Police are not allowed to search or take away your property without a court-issued search warrant. Therefore, it’s illegal for officers to search or take away your cannabis plants without a valid warrant. If this happened in your case, you argue that the officer on the ground searched your property and took away the marijuana plants as evidence without following legal channels, making the evidence tabled against you inadmissible. That way, your attorney can negotiate with the prosecuting team for a lesser charge or compel them to drop the charges.
California Possession of Marijuana With Intent to Sell Law
After the passage of proposition 64, the sale of marijuana was legalized but under strict conditions. Businesses allowed to sell marijuana have adhered to all state regulations and obtained the relevant licensing. And because of this, HS 11359 criminalizes having marijuana for sale without a permit. However, before you face the penalties for this offense, the prosecuting team must prove the following:
- You Possessed or Carried Usable Amount of Pot
The prosecuting attorney must demonstrate actual or constructive possession. Actual possession means you were holding or carrying the weed in your person. On the other hand, constructive means you had control of the pot, even though you were not keeping it. They must prove this element before the court finds you guilty of this crime.
- You Had Knowledge of the Weed Presence
Asserting that you had control over the weed doesn’t sufficiently prove possession with intent to sell. The prosecutor should present enough evidence to show you were aware of the existence of the drugs on your person.
- You Knew Marijuana Was a Controlled Substance
To face charges under HS 11359, the prosecutor must demonstrate that you were aware having marijuana with intent to sell is against the law. Proving this isn’t easy because it’s hard to find evidence to show someone knew. However, in these cases, the prosecuting team relies on your reaction after the arrest to show that you were aware your actions were a contravention of the law.
- You Planned on Selling the Weed Without a Valid License
Possession of cannabis is not prohibited in California. Still, it becomes illegal if you plan on exchanging the controlled substance for money or any valuable item without meeting the relevant state government requirements. The prosecutor will prove your intent to sell if the amount in your possession exceeds the amount that could be considered for personal use. Additionally, if you had packaged the marijuana in small packets or tools used to weigh and package cannabis, it could be enough evidence of your intent to sell the substance.
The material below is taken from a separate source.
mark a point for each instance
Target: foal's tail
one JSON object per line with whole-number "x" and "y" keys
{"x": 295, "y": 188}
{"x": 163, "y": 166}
Any other party that exchanges weed for money in California holds a valid license, making it illegal for you to do the same without the legal license. If arrested for the offense, you will be charged with a misdemeanor whose sentencing results in at most six months in jail or a monetary court fine of 500 USD. If you are lucky, the judge can impose misdemeanor probation in place of the jail sentence. However, informal probation comes with requirements that you must meet. These are:
- Random drug testing
- Compulsory counseling sessions
- Frequent property searches
- Filing a progress report
Note that if you have a prior conviction for an offense like murder or require registration as a sex offender, you will face felony penalties if the court finds you guilty. Again, if you have a previous conviction for possession or sale of marijuana or tried to sell the weed to a minor, you will face felony penalties. A conviction for this offense attracts no more than 36 months of jail incarceration. Luckily, many defense strategies are available to explore and ensure a favorable outcome.
Firstly, if the evidence they have to charge you with an HS 11369 violation is a tremendous amount of weed, you can argue that the substance was not for sale, but you planned on sharing it with your friends. Also, you could assert that you were not aware of the presence of cannabis, and this could result in a charge reduction. Despite cannabis possession being legal, possessing with intent is a serious offense that can leave you with a criminal record. Therefore, it’s critical to take the charges seriously and hire a defense attorney to protect your interests and freedom.
Selling, Transporting, Importing, and Gifting Marijuana
Under Prop 64, you can only sell marijuana if you have obtained a valid license to do the business. The Bureau of Cannabis or Marijuana Control issues these permits. Therefore, if you sell, import, transport, or gift the substance without a license, you will be violating HS 11360 because the purpose of the law is to eliminate the black market of marijuana.
The court will find you guilty of the offense if you do the following:
- Gift, administer, or transport usable amount of marijuana
- You were selling, importing, or transporting weed without a legal license
- You knew you possessed a controlled substance
HS 11360 violation can be charged as a felony or misdemeanor. You are likely to be charged with a misdemeanor if you are a first-time offender, and upon conviction, you will face a possible sentence of no more than half a year or payment of 500 USD in court fines.
On the other hand, if you are a repeat offender for HS 11360 violation, have a prior felony conviction, or are offered to import weed from out of state, you will face felony charges. Upon conviction, you risk a prison sentence of up to four years, loss of gun ownership rights, or a criminal record you will disclose to employers when looking for employment or job promotion. Fortunately, you can streamline this process and increase the possibility of a favorable outcome by seeking legal counsel from a reputable attorney.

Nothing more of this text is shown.